The Two Character Play Review

Hampstead Theatre, London – until 28 August 2021

Reviewed by Alun Hood

4****

It’s not absolutely essential to carry out some background reading about tortured genius Tennessee Williams before exposing yourself to this late-career play, revived at the very theatre where it had it’s world premiere in 1967… but it would probably help. At times grim, at others downright rollicking, The Two Character Play was regarded with great affection by the author himself, who claimed it was his most beautiful work after A Streetcar Named Desire but also noted that he was hurtling towards mental breakdown during the decade it took him to write it.
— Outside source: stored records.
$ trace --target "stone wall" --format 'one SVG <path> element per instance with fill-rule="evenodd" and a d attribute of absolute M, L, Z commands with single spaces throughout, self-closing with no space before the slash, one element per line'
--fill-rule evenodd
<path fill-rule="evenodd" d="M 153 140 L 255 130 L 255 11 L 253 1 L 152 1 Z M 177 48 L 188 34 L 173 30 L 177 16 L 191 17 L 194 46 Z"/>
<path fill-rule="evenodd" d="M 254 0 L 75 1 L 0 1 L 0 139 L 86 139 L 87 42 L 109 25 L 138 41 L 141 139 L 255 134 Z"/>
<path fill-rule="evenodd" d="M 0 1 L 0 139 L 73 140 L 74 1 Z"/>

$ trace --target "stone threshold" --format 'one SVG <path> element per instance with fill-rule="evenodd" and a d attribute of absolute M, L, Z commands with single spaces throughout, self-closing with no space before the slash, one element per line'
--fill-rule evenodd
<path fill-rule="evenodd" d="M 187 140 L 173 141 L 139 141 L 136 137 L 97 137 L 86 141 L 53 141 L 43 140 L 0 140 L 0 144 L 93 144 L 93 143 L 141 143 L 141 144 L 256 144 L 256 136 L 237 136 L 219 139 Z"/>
Set in an unspecified theatre as a brother-and-sister acting team struggle to mount a performance of an unnamed script (a doomy Southern Gothic affair that’s almost a parody of Williams’s own work at it’s most overwrought) on an unfinished set, with no props or costumes, deserted by the rest of the cast, technical crew and, increasingly, their own sanity, the atmosphere is of creeping unease, suddenly shot through with flashes of blind panic. It’s not an easy play to grasp; the tone is wildly uneven, the Beckett-like inertia sitting strangely alongside the languid, poetic misery of vintage Williams and more strangely still alongside the Noël Coward-esque theatrical bitchery  the siblings descend into during lighter moments, and the plot of the play-within-a-play bleeds in and out of the actor’s real lives to bewildering effect.

And yet, despite all that, The Two Character Play proves oddly compelling and haunting, like a theatrical fever-dream that never fully wakes up. It may be too strange and just plain hard work for some theatregoers, but it is impossible to write off.

Director Sam Yates has thrown everything bar the kitchen sink at it in technical terms, from Lee Curran’s evocative lighting, Daniel Balfour’s threatening sound design, to ingenious, occasionally terrifying video work by Akhila Krishnan and an inspiredly jumbled set by Rosanna Vyze that renders the  Hampstead stage simultaneously cavernous and claustrophobic, and the overall effect is pretty astonishing. This is an intensely theatrical experience right up to the almost apocalyptic conclusion where we glimpse just how desperate and lost the central characters actually are.

Far from being overwhelmed by such thrilling, all-encompassing theatricality, actors Kate O’Flynn and Zubin Varla deliver vivid masterclasses in gallows humour and lightning fast transformation between characters, and succeed in building a complex, utterly convincing relationship, rich in mutual loathing and adoration (but mainly loathing!), between these flailing yet self-regarding thespian siblings. Varla gives Felice a sweaty desperation shading into bitter resignation that becomes really moving. O’Flynn delivers her theatrical asides like a young Maggie Smith, and impressively contrasts the gamine-like vitality of the character Clare performs in the ‘Play’ with the dead-eyed despair of Clare herself. Both actors acquit themselves magnificently.

It may seem like an obvious thing to say, but this is the sort of experience you can only have in a theatre. Yes it’s wilfully obscure at times (thanks, Tennessee!) but it also has a boldness and immediacy that would be impossible to replicate in any other medium. The Two Character Play will seldom, if ever, be spoken of in the same breath as, say, The Glass Menagerie or Cat On A Hot Tin Roof – it’s too unwieldy, too esoteric – but Yates and his cracking team make the most persuasive case imaginable for it here.